As I sat staring heavenward during the curtain call for Pioneer Theatre Company’s Peter Pan, glittering pixie dust raining down on the orchestra section, a horrifying realization gripped me: I had finally grown up into a jaded adult.
There could not, of course, have been a more appropriate place to come to that realization. A staging of Jerome Robbins’ ever-popular 1954 musical, Peter Pan tells J.M. Barrie’s story of an orphaned, perpetually pre-adolescent elf who decides never to grow up. It has become a classic children’s tale of adventure, and its theatrical incarnation has delighted hundreds of thousands. More specifically, it was a place where magic appeared before your eyes, with actors soaring over the stage on wires as they thought their happy thoughts.
But this Peter Pan, charming and entertaining though it might generally be, doesn’t feel like magic. It walks an awkward tightrope between broad musical spectacle and kid-friendly energy, often finding both while working visibly hard to do so. Expending this much energy should result in something more than … nice.
The casting certainly gets things started in the right direction. Diminutive Broadway veteran Kirsten Wyatt takes on the title role, soaring into the turn-of-the-century London nursery of Darling children Wendy (Becky Watson), John (Christopher Schram) and Michael (played on alternate performances by Tait Meskey and Andrew Thomas Pehrson). Away they soon go to Neverland, where the Lost Boys await a mother figure and where Captain Hook (Max Robinson) and his band of pirates are always ready to instigate some sort of mischief.
As a text, the musical Peter Pan is already an odd-duck collection of songs, mixing tunes by the team of Carolyn Leigh and Mark Charlap with those penned by Jule Styne, Adolph Green and Betty Comden. The Leigh/Charlap numbers have always been the show-stoppers—“I’ve Got to Crow” and “I’m Flying”—with “Hook’s Waltz” the only other number that doesn’t feel like filler. The performers here are generally in fine voice, but the score doesn’t place too many demands on a singer. With little to offer that you’ll be humming on the way out of the theater—and a story already imbedded in our collective pop culture consciousness thanks to Walt Disney—there’s not likely to be much sense of discovery here.
So director Charles Morey does what any smart artist would do with the same raw material: He tries to knock you out with the production values. Much of the time he succeeds, rolling out a series of spectacular George Maxwell sets including the Darling nursery, the Lost Boys’ underground lair and Hook’s multi-part pirate ship. Timothy Albrecht’s choreography delivers slick, engaging movement, Carol Wells-Day’s costumes submit to the practical needs of flying harnesses with a fantasy flair and Daniel Beecher’s work beneath the oversized suits of Nana the dog and the ticking crocodile adds to the whimsy.
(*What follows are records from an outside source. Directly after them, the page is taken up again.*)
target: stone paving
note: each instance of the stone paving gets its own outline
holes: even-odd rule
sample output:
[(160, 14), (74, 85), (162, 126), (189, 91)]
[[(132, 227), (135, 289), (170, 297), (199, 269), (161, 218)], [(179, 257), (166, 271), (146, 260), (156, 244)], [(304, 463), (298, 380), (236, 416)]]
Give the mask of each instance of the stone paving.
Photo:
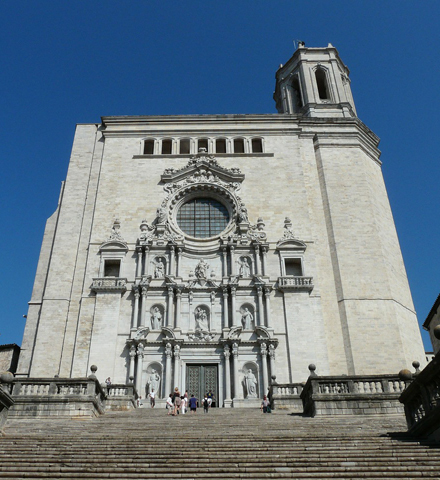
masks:
[(0, 478), (440, 478), (440, 447), (405, 430), (401, 416), (306, 418), (281, 410), (13, 419), (0, 437)]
And just in case there’s a concern that the show won’t be served up with enough gusto, there’s Max Robinson as Hook. Anyone familiar with the PTC veteran’s work could have told you back when the season was first announced that he would be cast as the pirate—it’s hard to imagine a role besides Harold Hill more perfectly suited to his inimitable, larger-than-life Max Robinson-ness. As an actor he’s got a keen sense for when hamming it up is the right choice, and here that sense contributes to picture-perfect storybook villainy.
Robinson and his castmates do enough with the show’s grand scale that Peter Pan is likely to appeal to the younger audience members it’s targeting. But eye candy only takes a show so far, and Peter Pan generally feels like a satisfying diversion adults would enjoy primarily because the child sitting next to them is enjoying it. Like The Nutcracker, it’s an intro to the arts that tries to dazzle youngsters while patting them on the head reassuringly.
Maybe that should be enough. Maybe this show should pull at the eternal child in each of us when our applause brings Tinkerbell back to life, or when Peter swoops into the audience during that curtain call. But off to the side, you can see the stagehand yanking on the cable that lifts Kirsten Wyatt into the air. This is light stuff we’re talking about here. We shouldn’t see all the wires.